Antes disto, tinham já lançados todos os batéis ao mar, senão este, que ficou alagado pela pressa da embarcação, e uma caravela, mas as outras levaram consigo.
Saquearam estes cossairos a Vila de tal maneira no domingo, segunda e terça-feira, até a noite dela, que se embarcaram, que se não restaurará tão cedo, por ser já agora a terra mui pobre.
Nas igrejas fizeram muito dano; roubaram tudo o que acharam de ornamentos; somente uma vestimenta quotidiana, por acerto, e a prata, ficou pela indústria do tesoureiro, que primeiro a tirou. E levaram uma custódia (como já disse), que estava fechada na caixa do Santo Sacramento, e um cálice de uma capela que estava em um almário, e quebraram algumas cruzes e imagens de pau e a porta do sacrário, de que se dantes tirou o Santo Sacramento pelo bom acordo e diligência do vigairo.

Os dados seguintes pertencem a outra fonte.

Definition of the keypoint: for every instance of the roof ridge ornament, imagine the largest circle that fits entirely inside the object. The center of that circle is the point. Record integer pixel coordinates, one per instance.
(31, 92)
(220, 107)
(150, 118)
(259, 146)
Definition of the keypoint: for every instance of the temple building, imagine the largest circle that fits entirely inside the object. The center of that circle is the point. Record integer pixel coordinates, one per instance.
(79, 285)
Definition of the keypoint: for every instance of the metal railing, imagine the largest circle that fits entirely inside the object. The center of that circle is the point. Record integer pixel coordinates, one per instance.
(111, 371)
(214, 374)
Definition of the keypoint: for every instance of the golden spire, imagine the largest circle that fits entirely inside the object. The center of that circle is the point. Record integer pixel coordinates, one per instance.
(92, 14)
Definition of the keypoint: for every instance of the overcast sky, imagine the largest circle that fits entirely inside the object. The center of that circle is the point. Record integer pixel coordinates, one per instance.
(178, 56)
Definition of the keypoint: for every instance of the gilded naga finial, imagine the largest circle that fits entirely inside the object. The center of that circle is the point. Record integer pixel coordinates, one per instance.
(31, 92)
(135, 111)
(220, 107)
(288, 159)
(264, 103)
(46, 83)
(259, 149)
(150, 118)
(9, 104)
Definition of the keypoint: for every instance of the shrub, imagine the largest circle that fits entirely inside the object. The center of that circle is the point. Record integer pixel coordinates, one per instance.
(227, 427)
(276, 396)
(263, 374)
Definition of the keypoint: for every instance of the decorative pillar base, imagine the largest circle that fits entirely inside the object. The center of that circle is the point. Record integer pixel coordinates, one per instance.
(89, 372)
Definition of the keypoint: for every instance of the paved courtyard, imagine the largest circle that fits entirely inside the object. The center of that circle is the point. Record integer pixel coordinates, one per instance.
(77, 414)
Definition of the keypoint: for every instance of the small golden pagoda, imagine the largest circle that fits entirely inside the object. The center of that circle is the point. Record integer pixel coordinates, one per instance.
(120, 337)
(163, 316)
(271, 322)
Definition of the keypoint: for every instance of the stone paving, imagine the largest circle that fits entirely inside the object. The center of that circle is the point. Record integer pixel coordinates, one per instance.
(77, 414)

Na mesma igreja parrochia (sic) usaram de muitas descortesias e sujidades, porque nela dormiam muitos, e comiam, e faziam o que mais queria sua maldade. E o mesmo fizeram nas ermidas. E por zombar (como contavam dois ou três velhos, que estavam na Vila forçados), vestiam as sobrepelizes dos sacerdotes e meteram um furão dentro em um açafate, à maneira de cofre, com a cabeça fora por um buraco que fizeram na coberta de cima, e assim contrafaziam a procissão do Santo Sacramento. Na companhia deles dizem que vinha um ingrês, que havia já vindo à ilha a comprar urzela, o qual foi o que lhe mostrou a entrada, pela ter já dantes sabida e vigiada, porque andara muito devagar vendo todos os portos da terra, quando nela estivera.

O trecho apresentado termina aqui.